1) Short and Interesting Subject Lines
If your subject line is truncated by your phone or by your inbox to the point where it needs to be fully opened to be read, it will be deleted. Keep it short and to the point.
I received an email from my Google+ account the other day that looked like this:
[PR & Communications Professionals] Communications professionals frequently …
My thought was — they frequently what? Have coffee? Make mistakes? Are ignored? Gone. Deleted. Now for the sake of the blog, I went into my delete folder to find this email to use as an example. Once opened it continued:
Communications professionals frequently interact with important stakeholders and customers. Unfortunately, these interactions aren’t always pleasant. Two recent articles address the best methods to create a positive experience for yourself and others.
The email then gave a link to a blog. Would I normally click on this link? No. Why? Because the content didn’t tell me anything useful.
- People interact with other people (Yes they do. So what?)
- Interactions aren’t always pleasant (True, still not stating anything useful)
- There are attached articles that will change point two (Would be useful except there are no attached articles, just a link to a blog. Liar.)
The content of this email reinforced my initial impulse to delete it without opening it.
2) Content Links that Reflect the Subject Line
You would think that this rule would be common sense, but I have come to understand that common sense isn’t very common at all. And so I clicked on the link that took me to the blog. The blog had the subject line:
Now was this the subject line for the email? No. Is this blog something that I want to read? No. But I will, just for you. Upon further inspection, the blog’s content did not include direct information for its own title nor the subject line of my email. Instead it outlined why two other articles should be read and that when they were read together they would give an overall feeling of the blog title. Fail.
My next thought was – Why couldn’t the exact articles be posted in the original email? Well that one is easy too – the articles were not the poster’s content to share.
The two articles were:
Both of these topics are miles away from “Communication Professionals frequently….” and are a waste of my time. If I had received an email with either of these titles, maybe I would have opened and read them because I was interested in those topics, not because I got there through false advertising for a different topic.
3) Know your audience (and create content they actually want to read)
Say you have a short, strong subject line, with accurate content links but your email isn’t interesting to your readers. It’s Deleted.
It’s all about knowing and understanding your audience and being able to predict what will and won’t be useful to them. It’s important to take them from the path of least resistance (Swipe/delete), to opening, reading and acting on your content. If they swipe too often, you might find your subscription list steadily declining as you loose the trust and attention of your audience.
Now occasionally I still get good content from this google+ group, so I haven’t quite reached the point of unsubscribing. But with enough mixed up and useless content, I will delete them.
Now Jon Morrow’s emails for example, catch my attention every time and lead me to useful, interesting and accurate content.
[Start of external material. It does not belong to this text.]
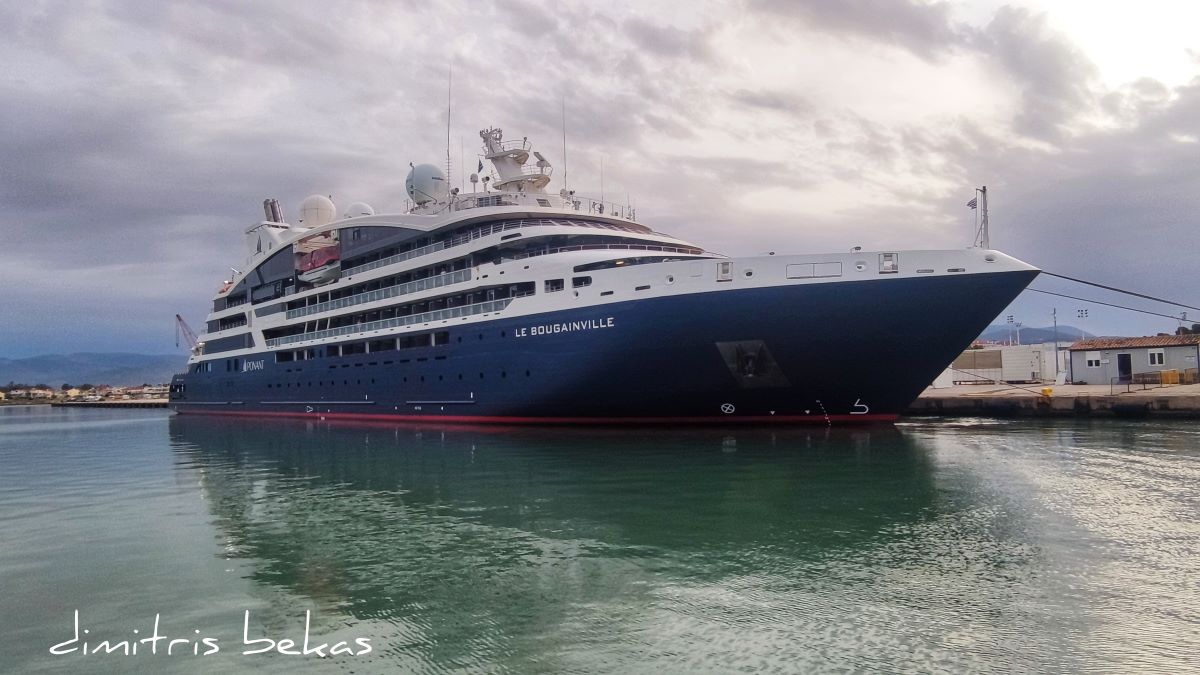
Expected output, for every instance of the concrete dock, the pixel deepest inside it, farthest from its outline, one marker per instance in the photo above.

For example, I got an email that I opened on my phone that looked like this:
“New post: 63 Blogging Tools to ….”
Right away I know that:
- it’s new
- it’s about blogging
- there are 63 tools for me to read about
This is interesting content to me, so I proceeded to open it. The full subject line ended up being:
“New post: 63 Blogging Tools to Take You from Zero to $10 Million in Sales”
DONE. I’m definitely opening and clicking on that link (which has the same title as the email) and reading that really long blog. Note: It’s a misnomer that you have to be under 400 words in order to get people to read things. If they want to know badly enough, trust me they’ll read it. Then the blog actually goes through and talks about 63 blogging tools, exactly like it said it would. Amazing.
Strong Email Subject + Accurate links + Great Content = Subscribers
So next time you are wondering why you keep losing subscribers, or how to increase your subscriber numbers, remember these three rules. You will never be able to keep 100% of your list 100% of the time, but following these rules will help to stop the automatic swipe.